Padre Gheddo è un conosciuto e apprezzato missionario-giornalista che è andato in ottanta Paesi del mondo per raccontare la missione, pubblicando poi in oltre cento libri e nella rivista Mondo e Missione, che ha diretto per 35 anni, le sue riflessioni e le sue esperienze. In questo libro, costruito con il suo successore a Mondo e Missione, Gerolamo Fazzini, Gheddo tratta le principali tematiche che interrogano da decenni i missionari, esaminandole alla luce del Magistero sociale della Chiesa. Il lettore potrà accostare i problemi affrontati avvalendosi di un criterio orientativo affidabile, che cioè non risente di quella impostazione progressista penetrata anche nel mondo cattolico e missionario nella seconda metà del secolo scorso.

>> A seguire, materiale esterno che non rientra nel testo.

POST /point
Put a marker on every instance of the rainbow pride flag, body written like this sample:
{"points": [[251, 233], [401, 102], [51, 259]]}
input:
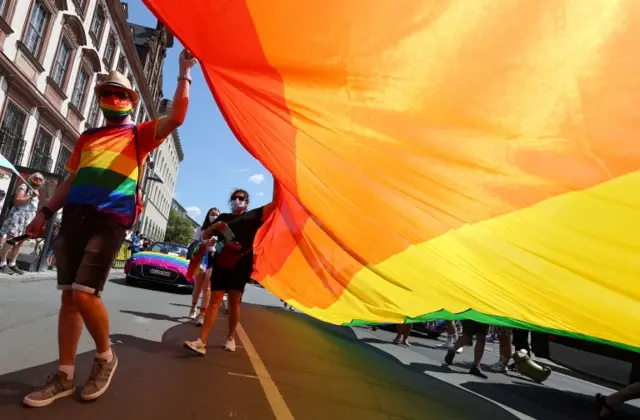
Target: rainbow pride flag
{"points": [[438, 158]]}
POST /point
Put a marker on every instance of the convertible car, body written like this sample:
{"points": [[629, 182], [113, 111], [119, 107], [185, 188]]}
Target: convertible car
{"points": [[162, 262]]}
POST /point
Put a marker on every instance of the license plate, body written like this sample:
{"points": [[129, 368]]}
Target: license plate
{"points": [[159, 272]]}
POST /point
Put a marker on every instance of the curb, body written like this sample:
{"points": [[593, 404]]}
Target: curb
{"points": [[30, 277]]}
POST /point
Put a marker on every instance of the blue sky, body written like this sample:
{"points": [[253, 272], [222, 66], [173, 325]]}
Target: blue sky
{"points": [[214, 162]]}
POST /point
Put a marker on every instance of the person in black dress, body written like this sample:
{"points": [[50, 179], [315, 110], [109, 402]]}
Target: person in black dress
{"points": [[244, 224]]}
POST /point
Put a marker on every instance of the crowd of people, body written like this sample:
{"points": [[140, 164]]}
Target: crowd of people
{"points": [[100, 211]]}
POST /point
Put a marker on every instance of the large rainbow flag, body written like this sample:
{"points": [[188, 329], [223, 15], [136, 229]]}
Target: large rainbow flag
{"points": [[438, 158]]}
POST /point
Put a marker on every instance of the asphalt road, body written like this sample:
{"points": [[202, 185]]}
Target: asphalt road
{"points": [[287, 366]]}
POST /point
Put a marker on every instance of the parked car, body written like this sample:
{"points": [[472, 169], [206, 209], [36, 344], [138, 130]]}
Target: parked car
{"points": [[595, 359], [162, 262]]}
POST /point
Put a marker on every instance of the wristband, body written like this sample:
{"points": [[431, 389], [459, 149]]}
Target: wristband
{"points": [[187, 78], [47, 212]]}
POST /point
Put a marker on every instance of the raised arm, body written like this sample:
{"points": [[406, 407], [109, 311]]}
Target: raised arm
{"points": [[269, 208], [178, 112]]}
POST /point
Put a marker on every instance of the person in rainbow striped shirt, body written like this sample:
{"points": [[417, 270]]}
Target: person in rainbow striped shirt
{"points": [[101, 199]]}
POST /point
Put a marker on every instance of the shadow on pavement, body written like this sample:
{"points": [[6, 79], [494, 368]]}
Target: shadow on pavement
{"points": [[536, 401], [324, 372], [156, 316], [154, 380], [565, 404]]}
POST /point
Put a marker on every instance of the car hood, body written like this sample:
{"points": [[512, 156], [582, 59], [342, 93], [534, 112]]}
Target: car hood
{"points": [[156, 259]]}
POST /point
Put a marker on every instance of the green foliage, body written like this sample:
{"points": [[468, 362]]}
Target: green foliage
{"points": [[179, 229]]}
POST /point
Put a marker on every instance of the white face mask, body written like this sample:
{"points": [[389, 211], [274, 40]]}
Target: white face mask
{"points": [[238, 205]]}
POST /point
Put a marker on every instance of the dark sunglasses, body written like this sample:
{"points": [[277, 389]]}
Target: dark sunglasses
{"points": [[117, 93]]}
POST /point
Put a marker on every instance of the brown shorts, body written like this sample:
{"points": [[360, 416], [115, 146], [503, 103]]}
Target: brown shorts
{"points": [[85, 249]]}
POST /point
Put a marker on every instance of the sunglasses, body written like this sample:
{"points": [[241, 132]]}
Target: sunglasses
{"points": [[117, 93]]}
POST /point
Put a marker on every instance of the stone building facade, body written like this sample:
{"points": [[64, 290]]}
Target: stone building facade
{"points": [[52, 53]]}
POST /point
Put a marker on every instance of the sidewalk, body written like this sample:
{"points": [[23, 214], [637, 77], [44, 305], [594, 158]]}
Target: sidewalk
{"points": [[46, 275]]}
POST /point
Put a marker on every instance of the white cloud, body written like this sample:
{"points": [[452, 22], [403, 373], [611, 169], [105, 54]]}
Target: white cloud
{"points": [[257, 178], [193, 211]]}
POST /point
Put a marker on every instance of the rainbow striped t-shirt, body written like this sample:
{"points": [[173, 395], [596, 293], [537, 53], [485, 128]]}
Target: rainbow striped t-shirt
{"points": [[106, 168]]}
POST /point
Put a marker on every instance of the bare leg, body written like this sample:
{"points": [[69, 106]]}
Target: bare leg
{"points": [[206, 291], [478, 350], [233, 300], [95, 317], [406, 331], [197, 288], [212, 314], [5, 251], [451, 328], [69, 329], [14, 252]]}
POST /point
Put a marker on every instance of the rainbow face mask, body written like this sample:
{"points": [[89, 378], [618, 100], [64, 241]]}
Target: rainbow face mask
{"points": [[115, 109]]}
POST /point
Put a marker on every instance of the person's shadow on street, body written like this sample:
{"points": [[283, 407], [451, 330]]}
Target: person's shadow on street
{"points": [[160, 380]]}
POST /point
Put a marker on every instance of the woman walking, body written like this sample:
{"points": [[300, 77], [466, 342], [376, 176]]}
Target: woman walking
{"points": [[233, 265], [201, 283], [25, 207]]}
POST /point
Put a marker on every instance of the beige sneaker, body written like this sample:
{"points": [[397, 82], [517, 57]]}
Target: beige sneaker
{"points": [[196, 346], [56, 386], [100, 378], [192, 313], [230, 345]]}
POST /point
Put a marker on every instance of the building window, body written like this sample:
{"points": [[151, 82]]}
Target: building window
{"points": [[61, 63], [121, 65], [41, 154], [36, 28], [109, 52], [79, 90], [11, 142], [63, 156], [97, 24]]}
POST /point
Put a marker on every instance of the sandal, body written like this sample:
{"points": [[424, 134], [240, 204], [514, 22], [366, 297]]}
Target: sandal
{"points": [[601, 402]]}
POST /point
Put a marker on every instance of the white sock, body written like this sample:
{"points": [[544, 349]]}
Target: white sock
{"points": [[107, 355], [68, 370]]}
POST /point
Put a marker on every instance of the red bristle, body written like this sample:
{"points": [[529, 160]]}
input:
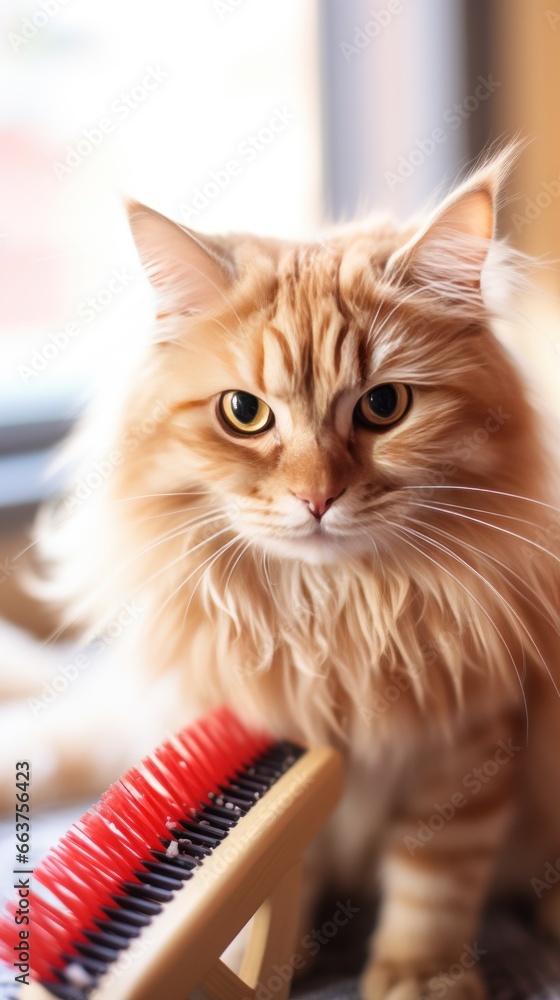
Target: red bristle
{"points": [[112, 840]]}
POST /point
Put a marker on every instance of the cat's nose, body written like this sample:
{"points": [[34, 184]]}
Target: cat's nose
{"points": [[318, 501]]}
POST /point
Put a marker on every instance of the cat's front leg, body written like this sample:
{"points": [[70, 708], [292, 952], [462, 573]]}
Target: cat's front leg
{"points": [[436, 872]]}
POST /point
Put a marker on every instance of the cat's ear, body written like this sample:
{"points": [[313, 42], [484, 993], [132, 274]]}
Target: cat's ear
{"points": [[447, 255], [190, 273]]}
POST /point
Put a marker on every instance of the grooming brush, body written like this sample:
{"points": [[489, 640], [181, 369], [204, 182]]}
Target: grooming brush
{"points": [[146, 891]]}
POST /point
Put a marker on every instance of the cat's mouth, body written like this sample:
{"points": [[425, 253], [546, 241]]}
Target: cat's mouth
{"points": [[321, 545]]}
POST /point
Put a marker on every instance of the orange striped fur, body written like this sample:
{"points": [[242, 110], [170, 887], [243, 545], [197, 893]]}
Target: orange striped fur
{"points": [[416, 625]]}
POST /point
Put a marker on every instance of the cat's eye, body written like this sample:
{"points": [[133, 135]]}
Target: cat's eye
{"points": [[245, 413], [384, 405]]}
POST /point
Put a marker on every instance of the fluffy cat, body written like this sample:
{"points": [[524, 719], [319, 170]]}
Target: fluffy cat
{"points": [[342, 522]]}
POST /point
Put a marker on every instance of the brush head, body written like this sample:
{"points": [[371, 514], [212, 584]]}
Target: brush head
{"points": [[116, 868]]}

Il rapporto fra Nord e Sud del mondo, la centralità del Vangelo per un autentico sviluppo umano nei Paesi di missione, il contributo di due encicliche come la Populorum progressio di Paolo VI (1967) e la Caritas in veritate (2009), le difficoltà e le speranze della penetrazione del cristianesimo in Africa, le colpe dell’Occidente ma anche la valenza universale della civiltà occidentale, sono alcuni fra gli scogli attorno ai quali navigano gli autori, portando un contributo di chiarezza e un atteggiamento non supino verso la cultura relativista dominante, non frequenti nel panorama giornalistico contemporaneo. (Marco Invernizzi).